I am an Assistant Research Fellow at the School of Journalism & Communication at the Nanjing University. I received my PhD in Communication from City University of Hong Kong in 2014, where I was also a research member in the Web Mining lab. My primary areas of research include informaiton diffusion, social movement, and attention networks.
The Collective Direction of Attention Diffusion
Scientific Reports, 2016. Accepted.
Co-authored with Lingfei Wu, Jiang Zhang, and Marco Janssen.
Link | Expand abstract »
We find that the flow of attention on the Web forms a directed, tree-like structure implying the time- sensitive browsing behavior of users. Using the data of a news sharing website, we construct clickstream networks in which nodes are news stories and edges represent the consecutive clicks between two stories. To identify the flow direction of clickstreams, we define the "flow distance" of nodes (Li), which measures the average number of steps a random walker takes to reach the ith node. It is observed that Li is related with the clicks (Ci) to news stories and the age (Ti) of stories. Putting these three variables together help us understand the rise and decay of news stories from a network perspective. We also find that the studied clickstream networks preserve a stable structure over time, leading to the scaling between users and clicks. The universal scaling behavior is confirmed by the collected 1,000 Web forums. We suggest that the tree-like, stable structure of clickstream networks reveals the time-sensitive preference of users in online browsing. To test our assumption, we discuss three models on individual browsing behavior, and compare the simulation results with empirical data.

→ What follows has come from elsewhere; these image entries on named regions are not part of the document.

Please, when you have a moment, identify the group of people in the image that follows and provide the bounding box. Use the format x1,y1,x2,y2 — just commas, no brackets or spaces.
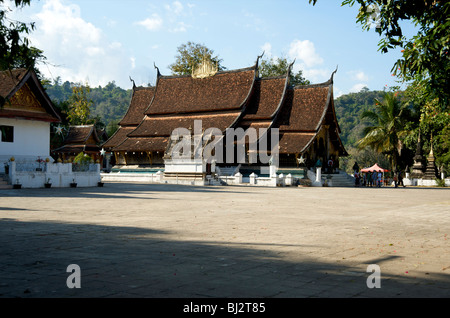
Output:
353,162,405,188
354,170,383,187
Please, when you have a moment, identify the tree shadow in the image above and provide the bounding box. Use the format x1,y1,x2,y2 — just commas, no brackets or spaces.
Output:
0,182,257,199
0,219,450,298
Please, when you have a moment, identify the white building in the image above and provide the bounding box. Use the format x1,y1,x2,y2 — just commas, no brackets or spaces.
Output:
0,69,61,173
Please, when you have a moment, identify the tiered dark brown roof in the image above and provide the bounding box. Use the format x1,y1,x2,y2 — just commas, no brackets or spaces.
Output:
103,86,155,150
271,79,345,153
104,58,345,158
0,69,61,122
119,87,155,127
145,67,255,115
105,65,257,152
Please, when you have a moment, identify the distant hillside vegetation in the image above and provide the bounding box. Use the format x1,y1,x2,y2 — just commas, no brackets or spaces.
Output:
334,88,384,147
45,77,132,134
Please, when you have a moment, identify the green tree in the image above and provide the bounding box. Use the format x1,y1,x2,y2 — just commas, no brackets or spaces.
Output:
169,41,226,75
259,58,311,86
0,0,45,107
358,92,411,169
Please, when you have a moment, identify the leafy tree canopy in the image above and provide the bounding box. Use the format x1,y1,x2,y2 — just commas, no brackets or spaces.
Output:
0,0,45,107
309,0,450,108
259,58,311,86
169,41,226,75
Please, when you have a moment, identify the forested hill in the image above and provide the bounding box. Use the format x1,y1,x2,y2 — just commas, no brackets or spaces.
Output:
45,78,132,132
45,78,384,147
334,88,385,147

Tracing the Attention of Moving Citizens
Scientific Reports, 2016. Accepted.
Co-authored with Lingfei Wu
Link | Online appendix | Expand abstract »
With the widespread use of mobile computing devices in contemporary society, our trajectories in the physical space and virtual world are increasingly closely connected. Using the anonymous smartphone data of $1 \times 10^5$ users in a major city of China, we study the interplay between online and offline human behaviors by constructing the mobility network (offline) and the attention network (online). Using the network renormalization technique, we find that they belong to two different classes: the mobility network is small-world, whereas the attention network is fractal. We then divide the city into different areas based on the features of the mobility network discovered under renormalization. Interestingly, this spatial division manifests the location-based online behaviors, for example shopping, dating, and taxi-requesting. Finally, we offer a geometric network model to help us understand the relationship between small-world and fractal networks.

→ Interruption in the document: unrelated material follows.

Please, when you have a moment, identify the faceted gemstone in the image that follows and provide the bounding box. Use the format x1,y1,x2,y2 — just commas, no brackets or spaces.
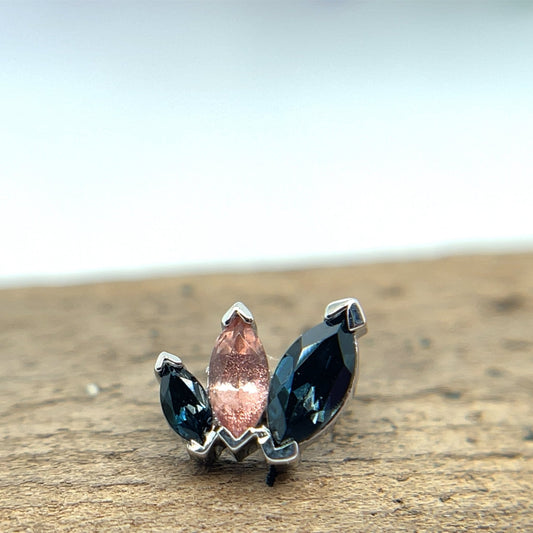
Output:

The Scaling of Attention Networks
Physica A: Statistical Mechanics and its Applications, 2015, 12 (081).
Co-authored with Lingfei Wu
Link | Online appendix | Replication data | Expand abstract »
We use clicks as a proxy of collective attention and construct networks to study the temporal dynamics of attention. In particular we collect the browsing records of millions of users on 1000 Web forums in two months. In the constructed networks, nodes are threads and edges represent the switch of users between threads in an hour. The investigated network properties include the number of threads N, the number of users UV, and the number of clicks, PV. We find scaling functions PV∼UV^θ1, $PV∼N^θ3, and UV∼N^θ2, in which the scaling exponents are always greater than 1. This means that (1) the studied networks maintain a self-similar flow structure in time, i.e., large networks are simply the scale-up versions of small networks; and (2) large networks are more “productive”, in the sense that an average user would generate more clicks in the larger systems. We propose a revised version of Zipf’s law to quantify the time-invariant flow structure of attention networks and relate it to the observed scaling properties. We also demonstrate the applied consequences of our research: forum-classification based on scaling properties.